CourtColorado Supreme Court
Writing for the CourtHILLIARD, Justice. GOUDY, J., dissents. HILLIARD, Justice.
CitationFaden v. Midcap's Estate, 112 Colo. 573, 152 P.2d 682 (Colo. 1944)
Decision Date25 September 1944
Docket Number15516.
PartiesFADEN v. MIDCAP'S ESTATE.

Rehearing Denied Oct. 30, 1944.

Error to District Court, Adams County; Osmer E. Smith, Judge.

Action by Charles Faden against the estate of James T. Midcap deceased, to recover on a claim against the estate for unpaid portion of decedent's proportionate part of an obligation on a note. To review an adverse judgment, claimant brings error.

Reversed and remanded with instructions.

GOUDY J., dissenting.

On Petitions for Rehearing.

Harry Behm, of Brighton, for plaintiff in error.

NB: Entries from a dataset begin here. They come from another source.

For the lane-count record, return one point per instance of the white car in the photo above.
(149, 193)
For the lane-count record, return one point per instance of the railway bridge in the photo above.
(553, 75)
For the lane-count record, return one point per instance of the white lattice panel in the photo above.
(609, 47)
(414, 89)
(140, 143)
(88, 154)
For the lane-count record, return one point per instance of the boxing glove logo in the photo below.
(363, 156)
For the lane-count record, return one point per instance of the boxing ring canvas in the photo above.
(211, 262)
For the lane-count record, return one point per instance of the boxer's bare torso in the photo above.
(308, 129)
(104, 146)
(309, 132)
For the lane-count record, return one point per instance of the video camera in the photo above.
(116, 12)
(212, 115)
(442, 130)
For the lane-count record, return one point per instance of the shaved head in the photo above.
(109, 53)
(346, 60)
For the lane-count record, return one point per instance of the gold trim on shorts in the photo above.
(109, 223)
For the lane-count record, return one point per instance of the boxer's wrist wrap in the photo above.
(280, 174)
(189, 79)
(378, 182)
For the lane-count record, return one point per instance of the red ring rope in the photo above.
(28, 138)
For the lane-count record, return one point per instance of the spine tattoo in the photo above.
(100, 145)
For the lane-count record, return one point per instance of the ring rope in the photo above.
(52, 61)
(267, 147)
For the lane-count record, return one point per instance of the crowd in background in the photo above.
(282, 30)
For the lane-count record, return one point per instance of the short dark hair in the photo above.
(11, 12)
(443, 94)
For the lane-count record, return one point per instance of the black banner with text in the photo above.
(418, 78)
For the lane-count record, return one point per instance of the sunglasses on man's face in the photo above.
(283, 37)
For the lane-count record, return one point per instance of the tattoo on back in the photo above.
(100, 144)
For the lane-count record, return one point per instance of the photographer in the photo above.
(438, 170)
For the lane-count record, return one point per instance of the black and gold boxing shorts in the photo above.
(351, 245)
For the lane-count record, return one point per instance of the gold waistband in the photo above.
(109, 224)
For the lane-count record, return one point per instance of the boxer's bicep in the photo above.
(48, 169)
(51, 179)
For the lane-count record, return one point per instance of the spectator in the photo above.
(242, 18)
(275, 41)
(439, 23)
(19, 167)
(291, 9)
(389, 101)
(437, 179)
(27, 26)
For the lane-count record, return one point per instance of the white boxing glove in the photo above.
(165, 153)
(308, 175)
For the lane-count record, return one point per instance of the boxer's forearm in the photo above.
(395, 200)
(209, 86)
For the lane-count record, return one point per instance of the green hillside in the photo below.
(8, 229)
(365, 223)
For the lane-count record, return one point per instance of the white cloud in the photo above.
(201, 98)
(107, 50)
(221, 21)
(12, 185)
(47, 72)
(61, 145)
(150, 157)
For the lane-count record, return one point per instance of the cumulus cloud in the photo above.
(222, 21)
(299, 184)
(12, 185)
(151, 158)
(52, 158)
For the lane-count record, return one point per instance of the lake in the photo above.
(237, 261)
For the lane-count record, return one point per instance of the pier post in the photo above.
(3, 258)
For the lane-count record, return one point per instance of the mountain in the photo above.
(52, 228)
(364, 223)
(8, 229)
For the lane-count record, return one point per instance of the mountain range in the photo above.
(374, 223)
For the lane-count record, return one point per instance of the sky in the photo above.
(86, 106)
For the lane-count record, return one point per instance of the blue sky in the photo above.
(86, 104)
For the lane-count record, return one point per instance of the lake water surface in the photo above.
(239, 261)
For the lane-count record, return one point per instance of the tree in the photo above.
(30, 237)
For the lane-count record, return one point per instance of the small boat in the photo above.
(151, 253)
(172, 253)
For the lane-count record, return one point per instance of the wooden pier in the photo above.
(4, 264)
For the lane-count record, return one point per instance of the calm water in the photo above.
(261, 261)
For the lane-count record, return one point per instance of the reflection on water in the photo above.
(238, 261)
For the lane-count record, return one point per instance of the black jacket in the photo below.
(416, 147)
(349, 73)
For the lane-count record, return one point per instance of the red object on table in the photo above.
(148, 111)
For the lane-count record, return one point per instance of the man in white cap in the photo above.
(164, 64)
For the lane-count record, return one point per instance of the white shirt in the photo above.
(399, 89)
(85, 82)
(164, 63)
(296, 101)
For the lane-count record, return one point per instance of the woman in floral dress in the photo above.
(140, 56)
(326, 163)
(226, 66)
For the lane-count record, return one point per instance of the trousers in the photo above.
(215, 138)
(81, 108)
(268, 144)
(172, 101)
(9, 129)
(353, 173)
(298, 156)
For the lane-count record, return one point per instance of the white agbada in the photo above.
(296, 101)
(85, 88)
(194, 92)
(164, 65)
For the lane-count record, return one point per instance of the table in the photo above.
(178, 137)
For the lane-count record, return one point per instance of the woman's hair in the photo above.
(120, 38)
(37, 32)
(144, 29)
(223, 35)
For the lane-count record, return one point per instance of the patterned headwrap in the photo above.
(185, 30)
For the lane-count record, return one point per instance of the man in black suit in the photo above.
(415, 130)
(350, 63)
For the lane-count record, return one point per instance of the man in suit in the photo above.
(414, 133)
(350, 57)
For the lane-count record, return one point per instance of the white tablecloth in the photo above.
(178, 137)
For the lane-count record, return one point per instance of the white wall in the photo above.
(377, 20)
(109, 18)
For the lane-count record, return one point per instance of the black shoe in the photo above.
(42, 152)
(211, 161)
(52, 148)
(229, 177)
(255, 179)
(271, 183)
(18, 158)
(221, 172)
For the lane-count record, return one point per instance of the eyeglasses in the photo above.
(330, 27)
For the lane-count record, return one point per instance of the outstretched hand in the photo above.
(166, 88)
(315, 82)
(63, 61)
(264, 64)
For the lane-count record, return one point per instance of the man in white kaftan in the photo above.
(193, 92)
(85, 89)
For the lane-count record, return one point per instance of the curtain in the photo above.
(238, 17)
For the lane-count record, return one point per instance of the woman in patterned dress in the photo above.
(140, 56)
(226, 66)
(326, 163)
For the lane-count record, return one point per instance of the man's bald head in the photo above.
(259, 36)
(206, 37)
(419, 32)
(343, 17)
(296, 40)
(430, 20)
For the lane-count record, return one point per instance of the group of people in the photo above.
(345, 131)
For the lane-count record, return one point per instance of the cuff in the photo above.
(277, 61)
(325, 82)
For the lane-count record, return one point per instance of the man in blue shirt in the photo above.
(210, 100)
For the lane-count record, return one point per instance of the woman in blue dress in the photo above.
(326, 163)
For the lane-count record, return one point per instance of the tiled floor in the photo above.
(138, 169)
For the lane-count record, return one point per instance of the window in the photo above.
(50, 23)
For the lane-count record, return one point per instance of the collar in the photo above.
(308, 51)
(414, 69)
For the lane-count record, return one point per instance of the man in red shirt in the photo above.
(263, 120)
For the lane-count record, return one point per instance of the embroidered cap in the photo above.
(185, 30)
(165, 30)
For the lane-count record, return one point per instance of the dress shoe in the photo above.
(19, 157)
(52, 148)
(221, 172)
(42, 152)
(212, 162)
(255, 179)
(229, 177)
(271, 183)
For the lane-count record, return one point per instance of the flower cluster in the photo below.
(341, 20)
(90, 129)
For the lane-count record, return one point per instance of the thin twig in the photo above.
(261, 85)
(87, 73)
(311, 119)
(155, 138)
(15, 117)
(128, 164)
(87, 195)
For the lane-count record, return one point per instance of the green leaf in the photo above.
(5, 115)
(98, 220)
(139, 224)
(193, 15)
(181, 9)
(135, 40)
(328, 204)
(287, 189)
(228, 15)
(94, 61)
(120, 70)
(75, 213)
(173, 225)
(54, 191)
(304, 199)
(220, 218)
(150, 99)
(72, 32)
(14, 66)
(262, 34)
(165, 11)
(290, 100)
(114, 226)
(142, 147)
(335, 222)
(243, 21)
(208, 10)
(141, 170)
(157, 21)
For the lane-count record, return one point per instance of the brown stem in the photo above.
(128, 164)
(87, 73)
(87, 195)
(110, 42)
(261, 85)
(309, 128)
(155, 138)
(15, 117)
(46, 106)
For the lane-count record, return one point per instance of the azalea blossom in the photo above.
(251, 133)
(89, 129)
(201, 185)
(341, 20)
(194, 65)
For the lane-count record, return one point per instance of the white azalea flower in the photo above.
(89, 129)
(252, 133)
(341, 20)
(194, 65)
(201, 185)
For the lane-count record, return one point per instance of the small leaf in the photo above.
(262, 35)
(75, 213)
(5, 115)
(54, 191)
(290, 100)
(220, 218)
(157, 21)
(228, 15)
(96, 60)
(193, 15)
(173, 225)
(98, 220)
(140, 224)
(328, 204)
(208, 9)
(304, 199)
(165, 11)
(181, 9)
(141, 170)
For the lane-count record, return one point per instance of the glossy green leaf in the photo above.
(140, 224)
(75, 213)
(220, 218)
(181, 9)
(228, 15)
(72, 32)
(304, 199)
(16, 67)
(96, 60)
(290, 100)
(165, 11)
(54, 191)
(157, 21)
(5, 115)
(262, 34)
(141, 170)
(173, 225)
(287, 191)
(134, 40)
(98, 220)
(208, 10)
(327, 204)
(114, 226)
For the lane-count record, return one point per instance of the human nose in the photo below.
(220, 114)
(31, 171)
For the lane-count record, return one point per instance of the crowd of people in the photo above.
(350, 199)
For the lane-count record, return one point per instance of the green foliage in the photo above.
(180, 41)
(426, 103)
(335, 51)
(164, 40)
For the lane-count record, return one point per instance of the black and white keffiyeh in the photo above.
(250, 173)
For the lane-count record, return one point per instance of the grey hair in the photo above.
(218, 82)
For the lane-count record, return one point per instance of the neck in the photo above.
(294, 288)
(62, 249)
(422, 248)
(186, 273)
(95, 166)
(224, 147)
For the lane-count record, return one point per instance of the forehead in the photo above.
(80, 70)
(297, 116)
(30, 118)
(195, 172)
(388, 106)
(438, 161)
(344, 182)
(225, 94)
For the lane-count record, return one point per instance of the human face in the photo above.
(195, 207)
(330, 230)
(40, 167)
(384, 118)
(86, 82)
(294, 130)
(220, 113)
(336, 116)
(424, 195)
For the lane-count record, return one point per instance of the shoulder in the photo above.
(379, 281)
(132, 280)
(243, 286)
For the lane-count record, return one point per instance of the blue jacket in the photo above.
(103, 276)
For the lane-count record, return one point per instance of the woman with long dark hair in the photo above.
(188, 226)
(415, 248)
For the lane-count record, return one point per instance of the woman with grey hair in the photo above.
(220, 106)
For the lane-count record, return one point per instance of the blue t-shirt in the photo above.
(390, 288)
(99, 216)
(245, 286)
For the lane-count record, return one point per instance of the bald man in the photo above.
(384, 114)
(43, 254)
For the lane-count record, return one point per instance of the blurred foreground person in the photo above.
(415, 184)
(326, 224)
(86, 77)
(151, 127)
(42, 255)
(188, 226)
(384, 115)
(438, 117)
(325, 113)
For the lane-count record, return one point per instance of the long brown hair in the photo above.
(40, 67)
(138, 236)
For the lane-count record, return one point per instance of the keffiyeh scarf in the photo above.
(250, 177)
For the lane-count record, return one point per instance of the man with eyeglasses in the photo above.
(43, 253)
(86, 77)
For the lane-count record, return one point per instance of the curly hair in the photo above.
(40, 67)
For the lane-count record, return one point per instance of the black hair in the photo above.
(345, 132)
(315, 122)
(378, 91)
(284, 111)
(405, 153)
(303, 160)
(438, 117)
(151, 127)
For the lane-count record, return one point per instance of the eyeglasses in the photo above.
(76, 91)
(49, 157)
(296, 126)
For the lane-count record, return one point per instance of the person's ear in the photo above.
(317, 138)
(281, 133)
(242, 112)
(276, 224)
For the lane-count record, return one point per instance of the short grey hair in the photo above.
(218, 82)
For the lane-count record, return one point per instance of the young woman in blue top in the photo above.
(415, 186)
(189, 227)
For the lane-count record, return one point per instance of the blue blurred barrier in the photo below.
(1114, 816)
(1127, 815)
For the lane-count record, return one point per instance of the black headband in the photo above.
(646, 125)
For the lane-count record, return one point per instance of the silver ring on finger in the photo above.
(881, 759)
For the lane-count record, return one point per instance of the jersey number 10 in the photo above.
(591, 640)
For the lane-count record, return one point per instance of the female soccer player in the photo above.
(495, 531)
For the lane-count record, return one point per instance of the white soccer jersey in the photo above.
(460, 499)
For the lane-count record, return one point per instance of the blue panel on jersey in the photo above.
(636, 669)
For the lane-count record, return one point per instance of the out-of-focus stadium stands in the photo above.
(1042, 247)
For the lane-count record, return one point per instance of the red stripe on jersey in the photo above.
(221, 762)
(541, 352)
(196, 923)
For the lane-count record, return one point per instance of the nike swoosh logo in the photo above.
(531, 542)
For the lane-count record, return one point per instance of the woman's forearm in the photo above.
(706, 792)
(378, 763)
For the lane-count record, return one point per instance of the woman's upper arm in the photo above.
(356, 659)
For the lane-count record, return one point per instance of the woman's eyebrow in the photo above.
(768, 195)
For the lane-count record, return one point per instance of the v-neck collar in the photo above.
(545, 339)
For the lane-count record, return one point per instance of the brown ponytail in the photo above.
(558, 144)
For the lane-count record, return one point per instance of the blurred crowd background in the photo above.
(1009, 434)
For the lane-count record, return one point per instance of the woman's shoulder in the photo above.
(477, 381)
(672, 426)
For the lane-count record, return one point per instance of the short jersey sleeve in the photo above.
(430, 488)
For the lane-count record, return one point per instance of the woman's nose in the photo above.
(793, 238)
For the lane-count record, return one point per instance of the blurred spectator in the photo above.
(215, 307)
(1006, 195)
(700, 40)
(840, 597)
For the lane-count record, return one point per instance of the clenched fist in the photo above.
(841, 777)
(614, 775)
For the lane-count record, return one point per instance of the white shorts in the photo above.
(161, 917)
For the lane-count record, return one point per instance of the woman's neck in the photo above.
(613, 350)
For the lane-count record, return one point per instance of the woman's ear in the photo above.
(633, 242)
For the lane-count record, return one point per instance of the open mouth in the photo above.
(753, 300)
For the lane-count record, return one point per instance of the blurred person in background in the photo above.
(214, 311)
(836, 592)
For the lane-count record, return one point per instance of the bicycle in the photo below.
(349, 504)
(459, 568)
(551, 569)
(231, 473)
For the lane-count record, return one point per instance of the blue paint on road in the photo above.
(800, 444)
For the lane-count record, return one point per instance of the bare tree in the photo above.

William Hedges Robinson, Jr., of Denver, for defendant in error.

HILLIARD Justice.

A claim against an estate for the unpaid portion of decedent's proportionate part of an obligation having genesis in a promissory note. The claim was disallowed in the county court, on the ground that it was barred by the statute of limitations, and dismissed in the district court, where it was taken by appeal, on the ground that it did not have sufficient evidentiary support.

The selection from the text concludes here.